At that point the congressional dam burst: 92 senators voted for a resolution seeking retaliatory restrictions against Japanese exports as a means to force open Japanese markets. On Tuesday the Senate Finance Committee turned the resolution into legislation.

In the House the surge was just as strong. To slow the pace, Speaker Thomas P. O’Neill Jr. decided to appoint a committee. No free-traders volunteered, and the rush of protectionists was so great that O’Neill closed the lists early. But, while the committee (and its chairman, Democrat Don Bonker of Washington and the forest-products industry) is keen to punish the Japanese, procedural delays will put off legislation until after the spring recess.

Having spiked its guns by demoting Brock, the Administration hastily sent off a delegation to persuade Prime Minister Yasuhiro Nakasone that things were serious.
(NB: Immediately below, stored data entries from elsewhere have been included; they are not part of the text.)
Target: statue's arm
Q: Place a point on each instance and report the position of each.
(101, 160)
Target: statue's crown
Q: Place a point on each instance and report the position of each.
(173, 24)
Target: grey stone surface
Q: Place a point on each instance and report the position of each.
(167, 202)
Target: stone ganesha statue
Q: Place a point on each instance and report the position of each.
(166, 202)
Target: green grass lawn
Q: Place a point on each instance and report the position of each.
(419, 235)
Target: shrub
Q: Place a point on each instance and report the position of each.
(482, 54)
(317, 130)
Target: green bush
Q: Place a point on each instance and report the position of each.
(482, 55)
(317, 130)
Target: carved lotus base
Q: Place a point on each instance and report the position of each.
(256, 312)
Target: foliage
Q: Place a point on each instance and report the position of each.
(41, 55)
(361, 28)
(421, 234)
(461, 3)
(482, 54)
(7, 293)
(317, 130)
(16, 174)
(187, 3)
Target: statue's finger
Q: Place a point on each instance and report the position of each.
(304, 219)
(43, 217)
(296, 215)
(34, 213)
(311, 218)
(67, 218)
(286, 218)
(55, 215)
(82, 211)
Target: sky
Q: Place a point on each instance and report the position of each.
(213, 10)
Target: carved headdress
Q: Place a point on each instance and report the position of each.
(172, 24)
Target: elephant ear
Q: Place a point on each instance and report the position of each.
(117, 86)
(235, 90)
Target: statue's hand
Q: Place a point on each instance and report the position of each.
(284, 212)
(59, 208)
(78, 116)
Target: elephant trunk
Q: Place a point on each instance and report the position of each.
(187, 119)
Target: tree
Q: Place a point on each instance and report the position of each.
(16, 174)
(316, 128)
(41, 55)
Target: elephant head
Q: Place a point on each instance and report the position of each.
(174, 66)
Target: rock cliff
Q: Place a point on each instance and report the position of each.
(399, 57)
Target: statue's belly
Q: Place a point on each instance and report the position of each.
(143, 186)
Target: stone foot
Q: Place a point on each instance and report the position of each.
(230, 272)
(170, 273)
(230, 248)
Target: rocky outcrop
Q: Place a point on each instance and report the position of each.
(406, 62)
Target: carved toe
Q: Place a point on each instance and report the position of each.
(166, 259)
The group returned with what Reagan said was a pledge from Nakasone to “do his utmost.” But U.S. manufacturers, as well as Congress, are skeptical. Nakasone has only limited powers, and Brock’s successor must start anew with Congress.

So the Japanese trade issue will come alive again at next month’s economic summit in Bonn, and for the rest of this session of Congress. Japan seems sure to be tagged with some restrictions. It is a question whether the Administration can avoid a widening of protectionism that will mean a trade war with Europe and, in riposte, a broad attack on this country’s lopsided economic policy.